The Sun Chronicle - Sunday, August 29, 1993

Dinosaurs rule day in Norfolk

By Rihcard P. Morin III
For The Sun Chronicle

Norfolk – "I found one! I found a Tyrannosaurus rex! I found one!" David, 5, cried out Saturday in the woods of the Massachusetts Audubon Society's Stony Brook Nature Center.

David, like a skillful paleontologist, unearthed the skeletal remains of a Tyrannosaurus rex from an erosion embankment along the trails of the center.

His exciting discovery was not the only one of the day, as other children unearthed the remains of a Protoceratops, a Hypsilophodon and two Ichthyosauruses.

The fossils were not real, but you couldn't tell that by the children's gleeful reactions. The cardboard replicas were all part of the "Dinosaur Discovery" program organized by Nancy Walker of Medway. "The program tries to educate children as to what paleontologists do," Walker said. "They see a picture in a book and this shows them the long process it takes to put together that picture of a dinosaur."

Walker has been organizing "Dinosaur Discovery" for several years and makes the cardboard fossils in her basement. Her interest in dinosaurs stems from her children. "I made my first dinosaur for an after-school program for my son. After I saw how successful that dinosaur was I started organizing this program," she said.

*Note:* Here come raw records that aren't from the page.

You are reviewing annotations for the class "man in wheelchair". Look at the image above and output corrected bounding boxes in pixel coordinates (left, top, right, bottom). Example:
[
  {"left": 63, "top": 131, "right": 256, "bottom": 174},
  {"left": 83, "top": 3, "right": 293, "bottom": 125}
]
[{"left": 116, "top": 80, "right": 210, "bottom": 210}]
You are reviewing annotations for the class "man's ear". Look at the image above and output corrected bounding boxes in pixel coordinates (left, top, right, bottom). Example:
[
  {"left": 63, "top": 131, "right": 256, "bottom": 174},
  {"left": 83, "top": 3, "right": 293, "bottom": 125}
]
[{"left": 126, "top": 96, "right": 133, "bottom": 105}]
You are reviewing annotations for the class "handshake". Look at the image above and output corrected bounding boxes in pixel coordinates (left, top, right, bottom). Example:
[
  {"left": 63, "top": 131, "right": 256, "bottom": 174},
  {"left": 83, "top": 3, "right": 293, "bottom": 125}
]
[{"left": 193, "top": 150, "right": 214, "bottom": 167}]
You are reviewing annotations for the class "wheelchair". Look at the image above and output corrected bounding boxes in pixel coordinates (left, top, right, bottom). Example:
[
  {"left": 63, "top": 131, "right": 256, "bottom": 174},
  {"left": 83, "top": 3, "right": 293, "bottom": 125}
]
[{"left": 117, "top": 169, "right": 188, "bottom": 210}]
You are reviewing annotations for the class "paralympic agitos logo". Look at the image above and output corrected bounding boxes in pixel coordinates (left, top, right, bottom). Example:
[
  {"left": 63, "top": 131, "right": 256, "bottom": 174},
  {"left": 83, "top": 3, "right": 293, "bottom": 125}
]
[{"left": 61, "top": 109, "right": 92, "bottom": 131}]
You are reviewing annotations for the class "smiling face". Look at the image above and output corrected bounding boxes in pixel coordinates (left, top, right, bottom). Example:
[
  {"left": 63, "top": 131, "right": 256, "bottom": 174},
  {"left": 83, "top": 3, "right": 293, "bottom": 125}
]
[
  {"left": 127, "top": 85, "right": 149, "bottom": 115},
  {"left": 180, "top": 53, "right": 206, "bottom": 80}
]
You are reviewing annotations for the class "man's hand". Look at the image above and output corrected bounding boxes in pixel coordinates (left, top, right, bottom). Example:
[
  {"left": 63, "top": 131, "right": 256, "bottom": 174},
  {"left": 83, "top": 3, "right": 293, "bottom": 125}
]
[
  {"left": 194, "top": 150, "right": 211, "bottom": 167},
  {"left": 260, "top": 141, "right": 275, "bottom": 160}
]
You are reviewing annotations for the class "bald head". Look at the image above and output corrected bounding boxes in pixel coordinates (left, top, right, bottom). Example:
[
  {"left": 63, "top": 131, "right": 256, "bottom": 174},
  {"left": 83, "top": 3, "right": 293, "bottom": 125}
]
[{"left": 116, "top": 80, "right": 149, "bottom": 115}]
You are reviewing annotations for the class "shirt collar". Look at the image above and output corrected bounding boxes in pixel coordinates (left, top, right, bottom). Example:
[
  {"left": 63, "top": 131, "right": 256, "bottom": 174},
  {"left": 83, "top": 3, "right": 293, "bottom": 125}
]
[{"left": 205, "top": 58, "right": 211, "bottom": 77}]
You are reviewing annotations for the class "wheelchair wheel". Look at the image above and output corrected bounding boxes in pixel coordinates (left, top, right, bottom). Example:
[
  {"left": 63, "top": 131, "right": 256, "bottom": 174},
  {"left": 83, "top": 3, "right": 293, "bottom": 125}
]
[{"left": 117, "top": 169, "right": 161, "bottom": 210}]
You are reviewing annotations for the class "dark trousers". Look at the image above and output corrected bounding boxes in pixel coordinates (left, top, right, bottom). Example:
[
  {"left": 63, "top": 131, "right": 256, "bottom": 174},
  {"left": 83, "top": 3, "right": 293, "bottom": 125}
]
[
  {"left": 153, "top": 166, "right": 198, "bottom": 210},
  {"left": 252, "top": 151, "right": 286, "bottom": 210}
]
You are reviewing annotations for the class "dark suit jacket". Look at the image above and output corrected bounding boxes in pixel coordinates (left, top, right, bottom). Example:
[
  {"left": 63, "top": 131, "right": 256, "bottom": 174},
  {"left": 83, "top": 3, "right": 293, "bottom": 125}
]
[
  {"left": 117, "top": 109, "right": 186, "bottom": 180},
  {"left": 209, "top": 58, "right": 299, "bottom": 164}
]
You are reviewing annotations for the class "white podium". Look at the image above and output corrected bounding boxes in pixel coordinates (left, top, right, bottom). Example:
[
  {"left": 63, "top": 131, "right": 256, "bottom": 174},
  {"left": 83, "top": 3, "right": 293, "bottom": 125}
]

Walker, an occupational therapist and entrepreneur, also makes cardboard dinosaur fossils and information packets for elementary school classrooms.

The program is not only educational, it is fun, too. Jimmy Schafer, 6, of Franklin said he enjoyed "putting together the little pieces. We lost a piece of bone so that made it tougher."

After venturing into the field and finding the fossils, the children returned to their laboratory, the Nature Center's main building, to assemble the bones.

Several children and their parents spread the bones out on the floor and began assembling the remains like a jigsaw puzzle. After assembling the dinosaurs, the children traced the skeletons and painted their own rendition of the ancient creatures.

"Now remember some people think that dinosaurs are related to birds, and birds are colorful, so dinosaurs could be really colorful," Walker reminded the children and their parents.

The parents were having just as much fun as the children.

"We've been waiting over a month and counting down the days until today," said Darlene Beshansky of South Attleboro.